文化庁は25日、地域の歴史的魅力や特色を伝える伝統・文化のストーリーを認定し、観光資源として活用する「日本遺産」の2016年度認定結果を発表した。愛媛県今治市と広島県尾道市が共同申請した「『日本最大の海賊』の本拠地・芸予諸島―よみがえる村上海賊『Murakami KAIZOKU』の記憶」をはじめ、19府県80市町村の19件が選ばれた。
 日本遺産は伝統文化を物語仕立てで国内外に発信し、地域活性化につなげようと15年度に新設された。テーマを設定し、建造物や遺跡・名勝地、祭りなど地域で受け継がれる有形・無形の文化財群で構成する。国は20年東京五輪までに100件程度を認定する方針で、初回の昨年は「四国遍路-回遊型巡礼路と独自の巡礼文化」(四国4県)など18件が選ばれた。

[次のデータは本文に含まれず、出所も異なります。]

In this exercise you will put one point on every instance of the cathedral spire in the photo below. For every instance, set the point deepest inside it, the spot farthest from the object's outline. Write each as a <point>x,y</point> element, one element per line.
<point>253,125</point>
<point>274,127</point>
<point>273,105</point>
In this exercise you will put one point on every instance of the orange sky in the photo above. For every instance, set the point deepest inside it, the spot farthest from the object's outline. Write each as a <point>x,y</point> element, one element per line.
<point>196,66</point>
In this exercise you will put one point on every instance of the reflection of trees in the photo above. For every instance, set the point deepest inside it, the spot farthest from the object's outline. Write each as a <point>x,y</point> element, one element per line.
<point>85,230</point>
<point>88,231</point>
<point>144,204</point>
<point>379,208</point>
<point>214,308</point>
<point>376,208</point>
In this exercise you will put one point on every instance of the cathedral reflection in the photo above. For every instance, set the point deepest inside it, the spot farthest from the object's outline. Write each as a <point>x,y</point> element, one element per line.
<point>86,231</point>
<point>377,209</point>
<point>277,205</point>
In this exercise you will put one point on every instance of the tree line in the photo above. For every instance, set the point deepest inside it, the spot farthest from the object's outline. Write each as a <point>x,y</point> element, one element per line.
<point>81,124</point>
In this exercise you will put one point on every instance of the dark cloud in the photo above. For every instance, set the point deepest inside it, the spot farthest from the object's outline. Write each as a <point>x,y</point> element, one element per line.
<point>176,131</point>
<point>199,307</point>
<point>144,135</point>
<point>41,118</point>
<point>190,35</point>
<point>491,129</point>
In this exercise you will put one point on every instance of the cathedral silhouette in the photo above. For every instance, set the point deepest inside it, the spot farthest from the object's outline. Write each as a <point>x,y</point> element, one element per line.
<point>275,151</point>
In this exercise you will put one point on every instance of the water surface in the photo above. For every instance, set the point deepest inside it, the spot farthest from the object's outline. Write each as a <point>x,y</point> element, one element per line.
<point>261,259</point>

 今治、尾道両市は、戦国時代に来日したポルトガルの宣教師ルイス・フロイスが「日本最大の海賊」と表現し、瀬戸内海の交易や流通の秩序を支えた村上海賊をテーマとし、本拠地の芸予諸島で海賊の歴史を体感できるとアピール。瀬戸内しまなみ海道沿線に点在する城跡や大山祇神社(今治市大三島町宮浦)に奉納された武具類、伝統料理「水軍鍋」など計42件の文化財で構成した。